Thermoluminescence dating archaeology
Outside evidence, such as dating of two or more stages in the development, may be needed to determine which is the first and which the last member of the series.There are several types of seriation: SYNONYMS OR RELATED TERMS: chronology CATEGORY: technique DEFINITION: The process by which an archaeologist determines dates for objects, deposits, buildings, etc., in an attempt to situate a given phenomenon in time.technique in which artifacts or features are organized into a sequence according to changes over time in their attributes or frequency of appearance.The technique shows how these items have changed over time and it is a way to establish chronology.Once the variations in a particular object have been classified by typology, it can often be shown that they fall into a developmental series, sometimes in a single line, sometimes in branching lines more as in a family tree.The order produced is theoretically chronological, but will need archaeological assessment.

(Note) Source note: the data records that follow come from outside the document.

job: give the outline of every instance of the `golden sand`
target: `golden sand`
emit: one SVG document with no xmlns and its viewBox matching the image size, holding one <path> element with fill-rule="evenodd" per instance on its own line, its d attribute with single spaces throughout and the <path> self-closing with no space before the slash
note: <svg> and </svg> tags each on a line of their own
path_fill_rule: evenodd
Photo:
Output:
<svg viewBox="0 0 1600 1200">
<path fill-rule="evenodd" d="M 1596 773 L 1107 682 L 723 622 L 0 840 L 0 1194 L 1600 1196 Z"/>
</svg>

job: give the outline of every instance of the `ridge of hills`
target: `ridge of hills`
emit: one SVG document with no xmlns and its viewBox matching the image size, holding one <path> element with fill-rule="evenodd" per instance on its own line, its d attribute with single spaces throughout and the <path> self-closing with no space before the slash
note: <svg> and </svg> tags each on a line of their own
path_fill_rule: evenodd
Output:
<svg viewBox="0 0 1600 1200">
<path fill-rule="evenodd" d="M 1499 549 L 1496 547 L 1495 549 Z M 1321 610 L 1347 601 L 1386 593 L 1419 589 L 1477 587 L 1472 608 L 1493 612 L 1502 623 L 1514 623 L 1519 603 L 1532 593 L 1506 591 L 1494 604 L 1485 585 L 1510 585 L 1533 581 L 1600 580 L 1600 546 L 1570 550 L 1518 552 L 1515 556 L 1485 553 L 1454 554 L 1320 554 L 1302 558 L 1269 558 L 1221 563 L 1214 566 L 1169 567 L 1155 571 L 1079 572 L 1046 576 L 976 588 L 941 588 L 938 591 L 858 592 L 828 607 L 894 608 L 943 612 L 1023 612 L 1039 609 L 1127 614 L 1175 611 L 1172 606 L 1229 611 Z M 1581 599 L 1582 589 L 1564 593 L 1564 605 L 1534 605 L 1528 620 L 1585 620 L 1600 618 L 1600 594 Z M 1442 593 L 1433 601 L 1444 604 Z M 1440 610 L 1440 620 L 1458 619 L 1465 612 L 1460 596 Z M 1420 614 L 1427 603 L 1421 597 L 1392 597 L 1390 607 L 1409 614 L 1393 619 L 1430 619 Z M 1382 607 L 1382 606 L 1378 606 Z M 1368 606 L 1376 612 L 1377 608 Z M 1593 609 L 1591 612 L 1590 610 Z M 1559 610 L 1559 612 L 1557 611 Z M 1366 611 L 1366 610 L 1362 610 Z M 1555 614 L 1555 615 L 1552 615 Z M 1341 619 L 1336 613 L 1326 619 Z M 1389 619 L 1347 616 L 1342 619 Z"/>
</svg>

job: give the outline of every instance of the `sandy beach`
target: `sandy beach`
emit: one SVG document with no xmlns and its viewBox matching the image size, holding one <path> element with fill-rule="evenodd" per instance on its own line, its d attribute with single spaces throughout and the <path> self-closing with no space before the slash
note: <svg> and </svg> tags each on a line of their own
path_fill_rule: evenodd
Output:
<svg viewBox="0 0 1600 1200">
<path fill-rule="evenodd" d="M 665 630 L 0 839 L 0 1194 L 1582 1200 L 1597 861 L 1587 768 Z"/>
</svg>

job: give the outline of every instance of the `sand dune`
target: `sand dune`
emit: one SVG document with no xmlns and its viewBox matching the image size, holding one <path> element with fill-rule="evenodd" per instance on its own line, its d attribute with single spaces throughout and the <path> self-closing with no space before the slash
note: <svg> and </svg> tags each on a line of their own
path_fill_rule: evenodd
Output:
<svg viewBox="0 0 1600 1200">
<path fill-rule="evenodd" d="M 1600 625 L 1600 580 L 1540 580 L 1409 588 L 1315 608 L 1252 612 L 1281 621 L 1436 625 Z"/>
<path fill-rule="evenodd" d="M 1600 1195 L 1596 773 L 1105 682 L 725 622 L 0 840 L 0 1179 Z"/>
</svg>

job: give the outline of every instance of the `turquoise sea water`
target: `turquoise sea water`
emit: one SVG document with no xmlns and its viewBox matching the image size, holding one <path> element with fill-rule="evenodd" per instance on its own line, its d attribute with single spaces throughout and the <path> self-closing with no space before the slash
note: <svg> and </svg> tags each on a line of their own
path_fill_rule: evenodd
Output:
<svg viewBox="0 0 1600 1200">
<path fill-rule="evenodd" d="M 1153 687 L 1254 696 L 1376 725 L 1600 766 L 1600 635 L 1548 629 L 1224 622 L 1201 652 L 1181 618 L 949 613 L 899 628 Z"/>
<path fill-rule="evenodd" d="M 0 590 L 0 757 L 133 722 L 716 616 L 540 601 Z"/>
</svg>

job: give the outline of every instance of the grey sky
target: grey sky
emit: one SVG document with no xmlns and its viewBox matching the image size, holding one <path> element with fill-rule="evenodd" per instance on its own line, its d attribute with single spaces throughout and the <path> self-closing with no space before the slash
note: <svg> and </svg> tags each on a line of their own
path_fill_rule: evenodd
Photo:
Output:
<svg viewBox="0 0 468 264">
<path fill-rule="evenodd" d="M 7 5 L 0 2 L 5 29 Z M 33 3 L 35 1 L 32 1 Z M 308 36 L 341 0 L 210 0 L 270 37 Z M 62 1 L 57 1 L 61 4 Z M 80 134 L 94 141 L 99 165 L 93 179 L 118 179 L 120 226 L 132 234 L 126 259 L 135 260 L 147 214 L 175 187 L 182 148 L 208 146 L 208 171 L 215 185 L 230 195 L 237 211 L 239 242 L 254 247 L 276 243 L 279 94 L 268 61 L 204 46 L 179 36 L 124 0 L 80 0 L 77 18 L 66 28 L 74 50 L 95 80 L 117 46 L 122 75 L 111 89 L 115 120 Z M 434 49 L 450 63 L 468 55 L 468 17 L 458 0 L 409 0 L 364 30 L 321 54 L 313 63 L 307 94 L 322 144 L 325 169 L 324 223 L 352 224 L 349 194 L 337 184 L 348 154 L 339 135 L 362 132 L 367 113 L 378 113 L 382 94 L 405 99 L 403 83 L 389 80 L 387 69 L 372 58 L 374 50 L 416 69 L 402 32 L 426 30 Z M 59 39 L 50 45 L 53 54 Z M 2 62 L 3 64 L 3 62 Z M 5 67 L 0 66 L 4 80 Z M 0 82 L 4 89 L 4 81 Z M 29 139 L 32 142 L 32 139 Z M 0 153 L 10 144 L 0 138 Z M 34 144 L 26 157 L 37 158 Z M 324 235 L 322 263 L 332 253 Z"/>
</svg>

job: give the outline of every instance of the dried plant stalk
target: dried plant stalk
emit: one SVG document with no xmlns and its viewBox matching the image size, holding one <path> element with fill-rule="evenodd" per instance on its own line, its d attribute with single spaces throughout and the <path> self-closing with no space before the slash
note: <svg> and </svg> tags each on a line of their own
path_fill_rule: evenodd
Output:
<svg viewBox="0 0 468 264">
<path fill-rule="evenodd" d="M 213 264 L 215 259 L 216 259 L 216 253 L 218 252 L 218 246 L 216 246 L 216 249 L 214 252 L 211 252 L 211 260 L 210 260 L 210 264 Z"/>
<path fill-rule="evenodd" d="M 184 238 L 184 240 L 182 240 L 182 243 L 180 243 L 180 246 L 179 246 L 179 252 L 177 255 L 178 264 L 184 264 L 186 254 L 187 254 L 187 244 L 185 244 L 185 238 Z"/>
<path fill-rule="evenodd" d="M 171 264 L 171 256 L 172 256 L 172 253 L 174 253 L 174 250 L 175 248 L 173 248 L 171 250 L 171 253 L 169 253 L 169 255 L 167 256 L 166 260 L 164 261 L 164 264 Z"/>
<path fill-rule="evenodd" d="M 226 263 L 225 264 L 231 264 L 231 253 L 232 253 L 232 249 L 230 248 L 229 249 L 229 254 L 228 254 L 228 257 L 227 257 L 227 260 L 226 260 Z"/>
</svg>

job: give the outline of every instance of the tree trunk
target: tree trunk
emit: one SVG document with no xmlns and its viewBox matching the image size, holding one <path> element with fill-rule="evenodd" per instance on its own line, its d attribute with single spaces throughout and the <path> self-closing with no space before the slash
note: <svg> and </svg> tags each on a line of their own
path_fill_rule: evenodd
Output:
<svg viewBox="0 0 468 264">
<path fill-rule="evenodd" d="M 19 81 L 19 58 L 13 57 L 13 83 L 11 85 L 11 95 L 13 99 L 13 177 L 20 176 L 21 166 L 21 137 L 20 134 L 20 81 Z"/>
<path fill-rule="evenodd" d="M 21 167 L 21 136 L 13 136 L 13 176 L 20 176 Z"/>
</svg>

Unless tied to historical records, dating by archaeological methods can only be relative -- such as stratigraphy, typology, , fluorine and nitrogen test, and radiometric assay.
Other methods include: coin dating, seriation, and amino-acid racemization.
The methods have varying applications, accuracy, range, and cost.
Archaeological material, such as assemblages of pottery or the deposited with burials, are arranged into chronological order.
The types that comprise the assemblages to be ordered in this way must be from the same archaeological tradition, and from a single region or locality.